THE RULES: Each player of this game starts with the “6 wicked things about you”. People who get tagged need to write a blog of their own 6 wicked things as well as state this rule clearly. In the end, you need to choose 6 people to be tagged and list their names. Don’t forget to leave a comment that says “you are tagged” in their comments and tell them to read your blog.

1. I HATE ham. I can’t stand the sight, smell, taste, or feel of ham. I got sick on ham as a child on a few occasions, and I’m guessing this is probably why I feel this way. My former coworkers (at Lockheed) gave me a picture of ham as a going away present … not sure if they did it out of love or were happy to see me go, though.

2. I once got hit by a car when I was crossing the street on my way to play street hockey over at a friend’s house. There was a change in traffic patterns at the place I crossed, and I didn’t realize this.

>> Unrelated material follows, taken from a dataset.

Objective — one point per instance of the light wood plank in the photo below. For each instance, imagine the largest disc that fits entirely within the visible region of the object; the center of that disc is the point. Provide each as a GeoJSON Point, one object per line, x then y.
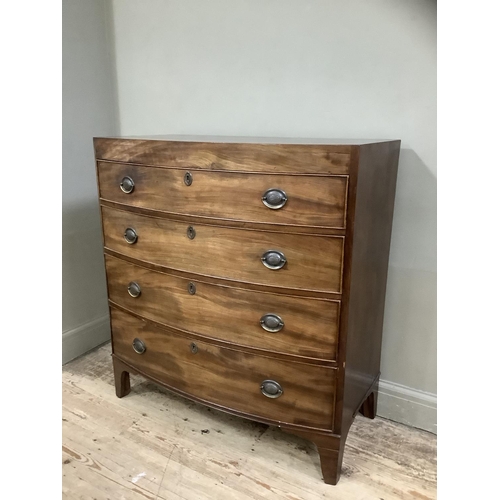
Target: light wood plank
{"type": "Point", "coordinates": [150, 445]}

The lady hit me, and I got thrown about 10 feet. I ended up getting up, and continued on my way to play hockey, even though the lady was hysterical. I thought that would be it, BUT the lady knew my mom, and called her to make sure I was ok. When I came back from the hockey game, my mom was waiting for me at the front door – worried sick about me. Oops.

3. At a New Year’s party when I was in high school, I learned the whole “Beer before liquor, never sicker rule,” as I drank a few cans of beer, then switched to vodka and orange juice … and then, when the orange juice ran out, I attempted to drink vodka and milk … I eventually threw up all over myself, a couch, and the living room floor .

4. I have repeatedly given the “Dutch Oven” treatment to my wife in the past … somehow, I have grown out of this … I’m thinking because I no longer find this as funny as I used to.

5. I once worked at a place for 10 minutes … before I quit. I was in 9th grade, and it was a restaurant that I enjoyed going to. When I found out some disgusting “behind-the-scene” occurrences, I ended up telling the manager that I would be right back, and I ended up walking home … never to return.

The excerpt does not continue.